Zur Begründung sagte er, dass es für Klassenfahrten nach Berlin eine staatliche Unterstützung gab. Und dann kam noch so ein konservativer Spruch wie: Die Welt kennt ihr wie eure Westentasche, Deutschland aber nicht. Später ist mir klar geworden, was der wahre Grund gewesen ist. Berlin als Reiseziel entsprach dem politischen Bildungsauftrag, den Gedanken der deutschen Einheit, der als Leitsatz im Grundgesetz stand, zu verdeutlichen.

Kleinlaut gaben wir bei. Das Warum wurde nie ausgesprochen, und Berlin war, wie gesagt, nicht gerade unser Traumziel. Die Berichte, die man ab und zu im Fernsehen zu sehen bekam, hatten immer etwas Düsteres: Reportagen über Menschen, die aus der DDR geflüchtet waren oder über Schikanen an der Grenze. All dies lag wie ein grauer Schleier über der Stadt.

Und dann kam der Tag, an dem wir den Bildungsauftrag unserer Schule zu erfüllen hatten. Es war im Winter 87\88 – ein Jahr später war das, was wir gesehen hatten, schon Vergangenheit...

Den ersten Eindruck vom Osten bekam ich beim Überqueren der Grenze mit der U-Bahn. Ich kann mich an den Ablauf und die Details nicht mehr erinnern. Nur an die alte Bahn und an die Stimmung, die etwas unterkühlt war. Wir fuhren ohne anzuhalten an menschenleeren U-Bahnstationen vorbei. Verloren sahen wir uns um. Ich fragte mich, wo fängt hier der Osten an? Offenbar hatte man aus Sicherheitsgründen, um die Bürger des Ostens vor uns zu schützen, die U-Bahnstationen zu Kulissen kalter Leere umfunktioniert. Was für ein Empfang. Es sollte uns sagen: Hier ist eine Grenze.

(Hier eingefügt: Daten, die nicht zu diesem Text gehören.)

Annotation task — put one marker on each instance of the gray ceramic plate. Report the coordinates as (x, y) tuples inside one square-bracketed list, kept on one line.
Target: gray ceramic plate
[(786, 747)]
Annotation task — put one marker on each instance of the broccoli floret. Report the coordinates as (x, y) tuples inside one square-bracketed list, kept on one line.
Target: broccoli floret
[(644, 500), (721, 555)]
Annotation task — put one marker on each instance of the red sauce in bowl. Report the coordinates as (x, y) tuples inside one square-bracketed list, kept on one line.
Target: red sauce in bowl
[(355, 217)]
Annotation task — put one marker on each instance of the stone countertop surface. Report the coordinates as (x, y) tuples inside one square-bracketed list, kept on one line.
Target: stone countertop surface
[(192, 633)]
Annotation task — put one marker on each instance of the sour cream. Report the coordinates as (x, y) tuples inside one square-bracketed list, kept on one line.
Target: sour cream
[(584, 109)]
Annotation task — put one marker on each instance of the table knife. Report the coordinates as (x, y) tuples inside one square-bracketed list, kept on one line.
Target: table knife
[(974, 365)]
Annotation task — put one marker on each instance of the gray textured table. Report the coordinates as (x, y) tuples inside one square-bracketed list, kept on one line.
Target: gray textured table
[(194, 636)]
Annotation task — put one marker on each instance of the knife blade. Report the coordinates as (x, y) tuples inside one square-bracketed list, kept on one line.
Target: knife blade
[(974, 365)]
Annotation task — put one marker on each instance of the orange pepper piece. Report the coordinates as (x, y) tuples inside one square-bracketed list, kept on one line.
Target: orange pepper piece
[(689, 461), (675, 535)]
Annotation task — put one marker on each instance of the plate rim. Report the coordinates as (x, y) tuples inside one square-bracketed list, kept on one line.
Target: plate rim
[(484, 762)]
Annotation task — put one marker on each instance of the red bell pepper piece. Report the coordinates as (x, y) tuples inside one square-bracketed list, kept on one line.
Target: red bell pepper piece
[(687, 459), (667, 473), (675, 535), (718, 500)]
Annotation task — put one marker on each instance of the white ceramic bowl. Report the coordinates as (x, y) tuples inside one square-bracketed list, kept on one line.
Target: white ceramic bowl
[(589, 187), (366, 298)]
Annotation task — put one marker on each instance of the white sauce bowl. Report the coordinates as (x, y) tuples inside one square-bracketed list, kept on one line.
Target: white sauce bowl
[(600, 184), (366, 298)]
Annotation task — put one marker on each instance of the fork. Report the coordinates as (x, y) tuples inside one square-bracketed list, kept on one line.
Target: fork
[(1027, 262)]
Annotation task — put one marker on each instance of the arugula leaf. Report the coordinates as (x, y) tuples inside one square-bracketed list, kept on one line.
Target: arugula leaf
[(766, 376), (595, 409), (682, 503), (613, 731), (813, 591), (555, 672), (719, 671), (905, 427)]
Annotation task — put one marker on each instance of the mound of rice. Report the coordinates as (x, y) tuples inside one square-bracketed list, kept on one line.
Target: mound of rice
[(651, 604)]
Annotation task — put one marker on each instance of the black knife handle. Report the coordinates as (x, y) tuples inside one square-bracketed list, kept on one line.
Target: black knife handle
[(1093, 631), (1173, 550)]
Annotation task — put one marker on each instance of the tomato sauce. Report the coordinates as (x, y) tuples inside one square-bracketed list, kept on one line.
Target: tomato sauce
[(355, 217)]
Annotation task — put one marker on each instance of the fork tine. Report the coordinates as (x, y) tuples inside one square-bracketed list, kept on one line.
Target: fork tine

Später, nach dem obligatorischen Museumsbesuch, durften wir in kleinen Gruppen in Geschäften rund um den Alexanderplatz bummeln gehen.

Ich sollte einem Bekannten eine Rosa-Luxemburg-Biografie besorgen.

Die Einkaufsstraßen waren grau und leer. Unvergesslich: Der Hütchenspieler, der einsam an einer Ecke der Fußgängerzone stand und versuchte uns zu animieren, unser Geld aufs Spiel zu setzen. Denn außer uns war kein Publikum da. Das war der erste Hütchenspieler, den ich je gesehen hatte. Ausgerechnet! Bis heute kann ich nicht verstehen, wie dieser Mann an diese menschenleere Ecke im Osten gelangt war.

"Mein erster Tag auf der anderen Seite"
(Umfrageergebnisse, München/Denning, Sommer 2005)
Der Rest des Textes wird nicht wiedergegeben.